AI Will Both Democratise and Commoditise Building Intelligence. And in doing so, redefine how we design, operate, and experience the built environment and spur widespread adoption of smart buildings.

Throughout history, a clear pattern emerges: as they mature, the most transformative technologies tend to vanish into the background. The transistor revolutionised computing, yet it disappeared into the chips that power every device we use. The Internet redefined communication, but now silently underpins almost every interaction we have. Electricity, once a marvel, is now so seamlessly woven into our lives that we only notice it in its absence. Even GPS, once a classified military technology, now quietly guides billions of people to their destinations.

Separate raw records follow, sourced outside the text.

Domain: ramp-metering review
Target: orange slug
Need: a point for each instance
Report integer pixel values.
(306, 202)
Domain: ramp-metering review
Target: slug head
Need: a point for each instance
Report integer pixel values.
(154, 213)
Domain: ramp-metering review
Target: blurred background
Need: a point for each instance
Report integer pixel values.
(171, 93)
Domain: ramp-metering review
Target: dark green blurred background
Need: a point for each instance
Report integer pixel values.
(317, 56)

As these technologies become invisible, they democratise capabilities, making advanced functionality accessible to all. At the same time, their use becomes commoditised, by making it standardised, modular, and intuitive requiring no specialised expertise.
Artificial Intelligence is now entering this phase of ambient ubiquity – and it’s doing so at an astonishing speed. What was once the exclusive domain of researchers and custom-engineered solutions is rapidly evolving into a foundational utility: embedded, scalable, and universally accessible.

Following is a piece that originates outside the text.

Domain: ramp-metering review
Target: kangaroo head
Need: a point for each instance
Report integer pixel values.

What are the implications for technology providers?
In the realm of smart buildings, AI is poised to both democratise and commoditise building intelligence- making it accessible to all while transforming complex, specialist systems and applications into modular, interoperable services that can be orchestrated in real time. What once required expert integrators and specialist technicians will soon operate as intelligent, self-optimising infrastructure. This marks a fundamental paradigm shift, one that will spur widespread adoption, beyond flagship projects, into every building.
Smart building platforms built on traditional tech stacks are designed for an era of manual control. As AI moves from augmentation to autonomy, the expectations will change: systems must adapt in real time, learn continuously, and provide a seamless, generative user experience – one that anticipates rather than reacts to needs. The industry will no longer look for tools – it will seek intelligence. The platforms that will thrive will be dynamic, composable ecosystems capable of evolving.
Reference:
1. Weiser, M. (1991). The Computer for the 21st Century. Scientific American.